Mr.John Yoo's friends in India

Mr.John Yoo, known for his work during 2001-03 in the U.S.Justice Department's Office of Legal Counsel, might have found himself out of favour with the new administration, after the inauguration of President Barrack Obama. Yoo had contributed to the U.S.PATRIOT Act and wrote memos in which he advocated the possible legality of torture and that enemy combatants could be denied protection under the Geneva Conventions, whereas President Obama is determined to reverse some harsh aspects of Bush's War on Terror. Yoo was also accused of war crime for authoring such memos. But Yoo may be surprised to know that he has won new friends in far-away Indian judicial fraternity. On January 27 at a seminar organised by the Indian Law Institute, New Delhi, Justice Arijit Pasayat of the Supreme Court and the Solicitor General, G.E.Vahanvati both found themselves in Mr.Yoo's company for what they said about fighting terrorism in India. I understand that the Solicitor-General, Mr.G.E.Vahanvati, spoke impromptu at this seminar, while it is not yet clear whether Justice Pasayat too departed from his prepared speech. This editorial in Indian Express today found Justice Pasayat's speech too jarring.

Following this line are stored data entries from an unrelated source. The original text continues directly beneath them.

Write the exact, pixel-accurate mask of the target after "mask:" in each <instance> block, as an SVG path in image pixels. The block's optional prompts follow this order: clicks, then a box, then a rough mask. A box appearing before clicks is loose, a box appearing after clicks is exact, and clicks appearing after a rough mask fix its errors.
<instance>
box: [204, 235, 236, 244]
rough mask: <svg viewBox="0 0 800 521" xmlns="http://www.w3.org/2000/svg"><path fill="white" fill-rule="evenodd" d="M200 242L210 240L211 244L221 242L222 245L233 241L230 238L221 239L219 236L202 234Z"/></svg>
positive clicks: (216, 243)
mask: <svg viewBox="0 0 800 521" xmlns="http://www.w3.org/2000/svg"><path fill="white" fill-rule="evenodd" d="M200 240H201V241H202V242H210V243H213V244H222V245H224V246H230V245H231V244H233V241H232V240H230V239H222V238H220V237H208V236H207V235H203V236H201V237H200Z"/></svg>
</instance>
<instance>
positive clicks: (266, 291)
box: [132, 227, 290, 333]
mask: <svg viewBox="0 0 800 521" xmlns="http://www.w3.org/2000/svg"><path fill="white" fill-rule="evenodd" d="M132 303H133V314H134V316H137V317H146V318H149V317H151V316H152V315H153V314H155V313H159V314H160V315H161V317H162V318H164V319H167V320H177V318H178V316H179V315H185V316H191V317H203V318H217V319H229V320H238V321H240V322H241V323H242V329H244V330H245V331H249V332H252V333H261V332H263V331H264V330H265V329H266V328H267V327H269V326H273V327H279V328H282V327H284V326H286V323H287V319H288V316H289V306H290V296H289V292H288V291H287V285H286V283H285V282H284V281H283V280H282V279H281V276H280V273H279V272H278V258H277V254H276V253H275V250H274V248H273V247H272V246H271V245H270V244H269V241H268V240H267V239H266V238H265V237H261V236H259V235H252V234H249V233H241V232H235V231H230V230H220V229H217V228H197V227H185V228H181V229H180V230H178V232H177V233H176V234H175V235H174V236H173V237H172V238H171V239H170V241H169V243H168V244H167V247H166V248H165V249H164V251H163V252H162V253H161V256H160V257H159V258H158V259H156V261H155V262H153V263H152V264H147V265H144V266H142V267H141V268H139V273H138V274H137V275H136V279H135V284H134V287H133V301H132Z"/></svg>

Both Justice Pasayat and the Solicitor-General may consider the ongoing debate in the U.S. following the Inauguration very relevant to what they have said about terrorism in India. While Yoo chastised President Obama in a recent article(Obama made a rash decision in Gitmo)another commentator, Charles Fried, in the course of defending officials like Yoo, made the following observation, which succinctly sums up the discomfort of those defending the indefensible while pursuing harsh counter-terrorism policies. He said:

"Our physical survival is not what is of overriding moral importance (people give up their lives all the time for some higher value) but our survival as decent human beings acting for a decent society. And we cannot authorize indecency without jeopardizing our survival as a decent society."